Stools consisting of a pool of clear liquid surrounding small amount of distinct solid matter.

Erratic flight with sudden changes in direction for no reason. Near objects (eg roofs) there is characteristic fluttering and hesitation as if bird is unconfident.
Misjudged landings.
In bad cases or under stress bird may crash almost immediately after takeoff; indoors a bird will crash into walls or back onto the floor.
Head shake - head movements appear exaggerated and stiff and are followed by a brief period of Parkinson-like tremor. The bird seems to have difficulty focusing on things.
Neck torsion - usually seen in worse cases. When the bird attempts to preen or feed it loses control of the movement and the neck twists over the back or under the chest. The head may even be held upside down.
Feeding problems - the bird cannot judge the position of food and/or loses control of its head and neck movements, the beak slipping sideways across the ground and missing the food altogether. Sometimes after a bird has successfully taken a food item the head is tossed back as if there is difficulty swallowing.

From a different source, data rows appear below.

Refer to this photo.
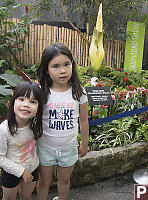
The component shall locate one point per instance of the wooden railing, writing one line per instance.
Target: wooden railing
(42, 35)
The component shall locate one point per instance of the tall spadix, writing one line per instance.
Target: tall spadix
(96, 50)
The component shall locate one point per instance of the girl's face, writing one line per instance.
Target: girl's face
(60, 70)
(25, 109)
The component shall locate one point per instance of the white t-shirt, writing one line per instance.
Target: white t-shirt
(60, 120)
(17, 152)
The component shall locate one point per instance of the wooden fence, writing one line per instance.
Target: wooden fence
(42, 35)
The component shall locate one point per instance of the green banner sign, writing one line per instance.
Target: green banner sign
(134, 46)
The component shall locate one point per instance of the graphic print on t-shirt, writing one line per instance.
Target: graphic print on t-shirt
(61, 115)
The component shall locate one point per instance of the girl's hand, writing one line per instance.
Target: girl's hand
(27, 176)
(83, 149)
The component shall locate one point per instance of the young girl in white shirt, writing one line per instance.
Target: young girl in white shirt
(18, 135)
(65, 104)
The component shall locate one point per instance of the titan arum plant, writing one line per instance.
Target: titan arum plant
(96, 50)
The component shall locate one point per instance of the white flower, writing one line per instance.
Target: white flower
(94, 81)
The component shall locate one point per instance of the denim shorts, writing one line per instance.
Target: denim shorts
(11, 181)
(65, 158)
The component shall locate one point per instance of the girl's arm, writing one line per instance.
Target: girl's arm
(7, 164)
(84, 128)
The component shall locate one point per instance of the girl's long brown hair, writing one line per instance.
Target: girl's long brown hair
(49, 53)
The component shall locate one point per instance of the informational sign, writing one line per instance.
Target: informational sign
(134, 46)
(99, 96)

[This message has been edited by Romilly (edited September 25, 2002).]


----------



## WhiteWingsCa

if you check further, you will find that Paratyhpoid can often have VERY similar symptoms to PMV, including the neck torsion.

Parathyphoid is a bacterial infection, which CAN be treated by antibiotics.

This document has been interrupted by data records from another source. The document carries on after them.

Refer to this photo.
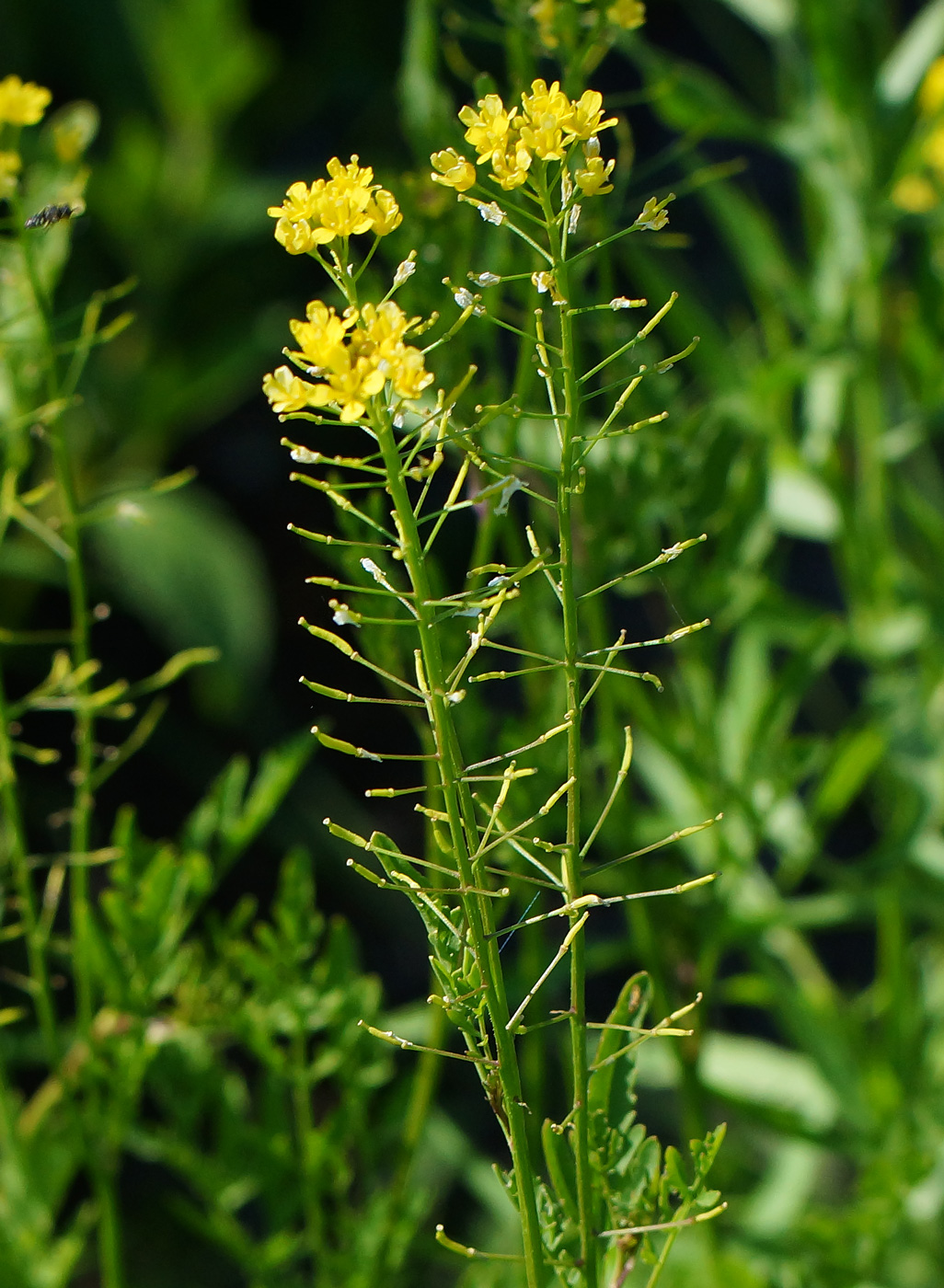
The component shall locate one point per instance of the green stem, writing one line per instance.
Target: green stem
(16, 833)
(570, 428)
(305, 1133)
(109, 1229)
(84, 730)
(460, 809)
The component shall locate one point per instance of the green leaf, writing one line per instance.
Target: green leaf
(630, 1008)
(195, 577)
(922, 40)
(770, 17)
(856, 759)
(767, 1075)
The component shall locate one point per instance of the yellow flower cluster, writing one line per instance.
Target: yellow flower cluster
(356, 353)
(22, 103)
(347, 203)
(626, 15)
(918, 190)
(547, 128)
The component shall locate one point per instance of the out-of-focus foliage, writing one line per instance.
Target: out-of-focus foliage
(809, 453)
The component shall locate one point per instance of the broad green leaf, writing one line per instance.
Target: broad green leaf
(769, 1075)
(920, 44)
(770, 17)
(195, 577)
(800, 505)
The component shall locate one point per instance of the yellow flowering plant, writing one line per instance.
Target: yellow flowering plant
(510, 827)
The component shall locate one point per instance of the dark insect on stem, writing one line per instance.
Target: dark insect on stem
(49, 215)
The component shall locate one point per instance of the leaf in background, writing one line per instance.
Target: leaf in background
(904, 67)
(766, 1075)
(770, 17)
(801, 505)
(193, 577)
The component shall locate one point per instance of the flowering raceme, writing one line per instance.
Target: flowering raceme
(347, 203)
(356, 354)
(509, 141)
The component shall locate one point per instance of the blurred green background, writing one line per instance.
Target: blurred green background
(805, 440)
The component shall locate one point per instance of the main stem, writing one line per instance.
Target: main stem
(100, 1167)
(567, 482)
(460, 809)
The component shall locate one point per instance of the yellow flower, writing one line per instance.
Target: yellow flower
(544, 13)
(22, 103)
(510, 169)
(915, 195)
(384, 213)
(593, 179)
(931, 93)
(547, 113)
(586, 118)
(351, 177)
(322, 338)
(402, 364)
(347, 203)
(627, 15)
(351, 388)
(489, 128)
(455, 171)
(409, 374)
(341, 212)
(296, 237)
(10, 165)
(286, 392)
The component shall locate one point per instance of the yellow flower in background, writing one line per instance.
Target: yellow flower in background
(931, 93)
(286, 392)
(455, 171)
(915, 195)
(10, 165)
(22, 103)
(933, 148)
(487, 129)
(627, 15)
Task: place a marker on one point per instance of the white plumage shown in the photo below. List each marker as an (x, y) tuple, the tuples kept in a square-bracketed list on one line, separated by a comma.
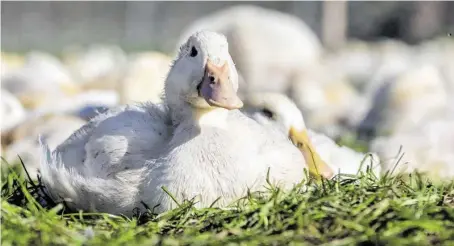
[(282, 112), (190, 146)]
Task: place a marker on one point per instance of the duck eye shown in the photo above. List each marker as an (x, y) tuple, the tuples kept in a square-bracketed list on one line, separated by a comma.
[(267, 113), (193, 51)]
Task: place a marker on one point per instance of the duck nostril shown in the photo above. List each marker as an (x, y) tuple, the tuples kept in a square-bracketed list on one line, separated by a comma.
[(212, 79)]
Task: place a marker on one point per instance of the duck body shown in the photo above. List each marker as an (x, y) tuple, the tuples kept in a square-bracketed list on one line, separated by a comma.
[(196, 144)]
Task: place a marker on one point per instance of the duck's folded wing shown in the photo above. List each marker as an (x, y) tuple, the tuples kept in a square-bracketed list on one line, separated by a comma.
[(341, 158)]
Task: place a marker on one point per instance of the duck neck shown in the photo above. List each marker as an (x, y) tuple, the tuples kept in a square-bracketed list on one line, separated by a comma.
[(200, 117)]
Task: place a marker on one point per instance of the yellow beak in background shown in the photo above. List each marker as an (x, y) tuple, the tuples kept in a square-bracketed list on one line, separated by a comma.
[(317, 166)]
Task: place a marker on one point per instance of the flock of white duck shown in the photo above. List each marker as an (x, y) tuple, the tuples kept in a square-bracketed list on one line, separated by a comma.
[(107, 131)]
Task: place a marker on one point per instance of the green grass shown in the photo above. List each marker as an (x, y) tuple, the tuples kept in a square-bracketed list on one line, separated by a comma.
[(362, 210)]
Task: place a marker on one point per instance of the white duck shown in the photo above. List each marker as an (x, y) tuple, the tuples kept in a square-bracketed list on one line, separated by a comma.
[(42, 79), (320, 151), (54, 128), (12, 111), (144, 78), (197, 145)]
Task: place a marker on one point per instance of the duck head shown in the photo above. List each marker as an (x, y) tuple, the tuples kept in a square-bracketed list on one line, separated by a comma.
[(203, 77), (279, 109)]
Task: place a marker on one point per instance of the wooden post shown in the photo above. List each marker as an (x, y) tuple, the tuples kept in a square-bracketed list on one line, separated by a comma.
[(334, 23)]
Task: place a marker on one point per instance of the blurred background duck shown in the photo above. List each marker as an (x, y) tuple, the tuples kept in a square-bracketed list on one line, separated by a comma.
[(319, 150), (98, 66), (54, 128)]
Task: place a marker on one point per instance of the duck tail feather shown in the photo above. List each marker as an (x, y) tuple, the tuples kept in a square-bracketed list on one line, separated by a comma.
[(111, 195)]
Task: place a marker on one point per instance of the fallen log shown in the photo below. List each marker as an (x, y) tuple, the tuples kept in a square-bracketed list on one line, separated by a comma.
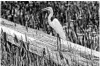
[(12, 30)]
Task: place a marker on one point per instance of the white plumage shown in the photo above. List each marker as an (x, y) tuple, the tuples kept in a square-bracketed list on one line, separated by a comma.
[(55, 24)]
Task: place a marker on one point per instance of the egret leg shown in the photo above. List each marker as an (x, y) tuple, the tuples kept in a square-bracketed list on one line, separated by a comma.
[(58, 43)]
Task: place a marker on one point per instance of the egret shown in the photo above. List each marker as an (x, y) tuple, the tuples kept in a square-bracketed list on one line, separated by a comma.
[(55, 24)]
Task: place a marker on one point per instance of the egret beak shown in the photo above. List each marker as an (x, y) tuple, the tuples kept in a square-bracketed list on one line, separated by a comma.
[(44, 9)]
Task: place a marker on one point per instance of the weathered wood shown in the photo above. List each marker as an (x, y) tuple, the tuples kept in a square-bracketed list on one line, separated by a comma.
[(38, 41)]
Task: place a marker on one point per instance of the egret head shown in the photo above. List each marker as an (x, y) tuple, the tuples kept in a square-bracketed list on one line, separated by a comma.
[(48, 9)]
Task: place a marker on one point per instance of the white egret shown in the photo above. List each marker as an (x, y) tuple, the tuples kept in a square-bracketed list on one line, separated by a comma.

Years and years of medical research have proven that viruses CANNOT be treated with antibiotics. If fact, over use of antibiotics...often to TRY and treat a virus, is what has lead to big problems today with drug-resistant bacteria.

PMV is often accompanied by secondary, bacterial infections. So, if you birds had secondary infections, then yes, they would have shown some improvement in condition after treatment with Baytril

If a bird recovers from PMV, it usually does so within a 6-8 week time period...so your birds would have been improving anyway, with or without treatment. And yes, they do seem to go from being very very sick to surprisingly healthier looking birds in a very short course.

Sorry to say, but the Baytril really had not a lot to do with it, other than maybe helping with secondary infections. 

It is the PMV virus that affects the brain activity. A bird with PMV, without any secondary infection, always shows that classic neck torsion and loss of balance. 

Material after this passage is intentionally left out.